One of the fresh generation of British talent, Katie Swan was born in 1999 and has already achieved much: she was runner-up in the Australian Open Girls’ in 2015, following that up with a run to the quarter-finals of Wimbledon Girls’ the same year.
These performances clearly caught the eye of Judy Murray, with the then Fed Cup captain picking Katie to play in a 2016 tie and making her the youngest-ever Brit to take part in the tournament. What’s more, she won her match.
Since then it’s been a relatively quiet 12 months, although a number of match wins on the ITF Pro circuit, including one tournament win, suggest there is more to come.
However, it’s tough to make the step up from juniors to seniors and she is yet to qualify for a WTA tournament. For instance, she fell 6-1 7-6 to world no. 67 Varvara Lepchenko in the first round of the 2017 Eastbourne qualifiers.
Her biggest strength is arguably her first serve: when in form, she hits the corners with power and picks up cheap points.
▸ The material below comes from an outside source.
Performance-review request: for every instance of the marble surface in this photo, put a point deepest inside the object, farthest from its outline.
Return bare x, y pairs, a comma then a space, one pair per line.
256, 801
Likewise her forehand can be a potent weapon. Add good movement around the court, and on song she has a compelling game that’s well suited to both grass and hard courts.
Her challenge, especially when playing seasoned pros, is what happens when she isn’t playing at her peak. Her second serve can be punished, while unforced errors on her forehand tend to creep up.
Still, much the same could have been said of Johanna Konta three years ago – and look where she is now.